The doctor was crying as she spoke, York added.
York passes her days by talking on the phone to two children and three
grandchildren who live out of state, receiving visitors from her church and
reading the Bible. She's lost more than 10 pounds (4.5 kilograms) in the past
month. She realizes she's not the woman she once was; now she's pale and weak
whereas before, she liked to put on a little makeup, fix up her short brown
hair and go for a walk.
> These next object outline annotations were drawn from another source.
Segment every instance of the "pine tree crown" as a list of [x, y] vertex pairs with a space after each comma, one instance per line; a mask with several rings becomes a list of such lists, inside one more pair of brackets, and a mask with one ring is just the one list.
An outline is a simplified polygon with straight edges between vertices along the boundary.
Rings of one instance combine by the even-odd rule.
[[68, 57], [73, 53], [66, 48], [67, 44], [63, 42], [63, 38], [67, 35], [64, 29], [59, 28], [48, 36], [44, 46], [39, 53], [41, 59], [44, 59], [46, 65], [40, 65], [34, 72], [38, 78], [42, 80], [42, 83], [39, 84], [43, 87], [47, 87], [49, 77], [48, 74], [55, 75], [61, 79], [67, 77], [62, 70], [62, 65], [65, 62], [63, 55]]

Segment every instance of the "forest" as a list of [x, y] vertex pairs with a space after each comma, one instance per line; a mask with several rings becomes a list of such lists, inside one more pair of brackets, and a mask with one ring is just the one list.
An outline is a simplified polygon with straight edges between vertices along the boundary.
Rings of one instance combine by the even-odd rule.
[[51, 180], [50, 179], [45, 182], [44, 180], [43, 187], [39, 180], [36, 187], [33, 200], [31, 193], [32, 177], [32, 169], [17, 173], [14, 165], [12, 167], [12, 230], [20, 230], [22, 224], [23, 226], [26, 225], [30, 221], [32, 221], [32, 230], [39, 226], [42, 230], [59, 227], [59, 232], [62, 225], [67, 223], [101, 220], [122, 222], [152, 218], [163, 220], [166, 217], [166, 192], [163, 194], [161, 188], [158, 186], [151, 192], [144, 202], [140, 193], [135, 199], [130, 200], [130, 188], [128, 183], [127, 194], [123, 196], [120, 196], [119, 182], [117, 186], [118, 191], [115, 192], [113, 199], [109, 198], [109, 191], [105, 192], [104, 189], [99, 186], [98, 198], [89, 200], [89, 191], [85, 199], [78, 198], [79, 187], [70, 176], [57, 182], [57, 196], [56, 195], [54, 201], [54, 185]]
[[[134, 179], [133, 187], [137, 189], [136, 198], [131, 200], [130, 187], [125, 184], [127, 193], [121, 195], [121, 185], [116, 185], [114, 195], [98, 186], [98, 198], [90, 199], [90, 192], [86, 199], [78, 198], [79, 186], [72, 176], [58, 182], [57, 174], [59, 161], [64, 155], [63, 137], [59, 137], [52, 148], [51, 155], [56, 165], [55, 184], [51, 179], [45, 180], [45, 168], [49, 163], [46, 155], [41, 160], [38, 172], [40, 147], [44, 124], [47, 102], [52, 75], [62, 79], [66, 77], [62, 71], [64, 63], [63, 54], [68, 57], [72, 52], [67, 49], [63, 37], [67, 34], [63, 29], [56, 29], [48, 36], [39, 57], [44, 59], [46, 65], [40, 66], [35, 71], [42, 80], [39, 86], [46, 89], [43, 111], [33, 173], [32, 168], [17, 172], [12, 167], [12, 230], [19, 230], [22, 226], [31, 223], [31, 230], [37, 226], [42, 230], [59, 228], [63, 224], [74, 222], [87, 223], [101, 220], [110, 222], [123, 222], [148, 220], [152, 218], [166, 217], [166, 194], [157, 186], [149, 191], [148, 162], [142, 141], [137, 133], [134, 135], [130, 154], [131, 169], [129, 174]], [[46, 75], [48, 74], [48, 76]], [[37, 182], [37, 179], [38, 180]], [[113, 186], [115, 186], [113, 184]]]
The only time she has walked since Sept. 27 was to
shuffle to the shower on Oct. 17. "I got to shampoo my hair and the whole
nine yards," she smiled. "I enjoyed it tremendously." York is
worried about whether the meningitis will have lasting effects on her body, and
she's concerned about the powerful anti-fungal medication she's taking. Doctors
have had to pause the treatment because they were concerned about her liver and
kidney.
York has filed a lawsuit against NECC claiming negligence, and her
lawyer is getting calls from others who were sickened. She says she's
"blessed, not lucky," to be alive at this point. "I want to get
out of here," she said. "I want to go home, I want to live a normal
life again. God still has a plan for me, and I'm looking forward to it."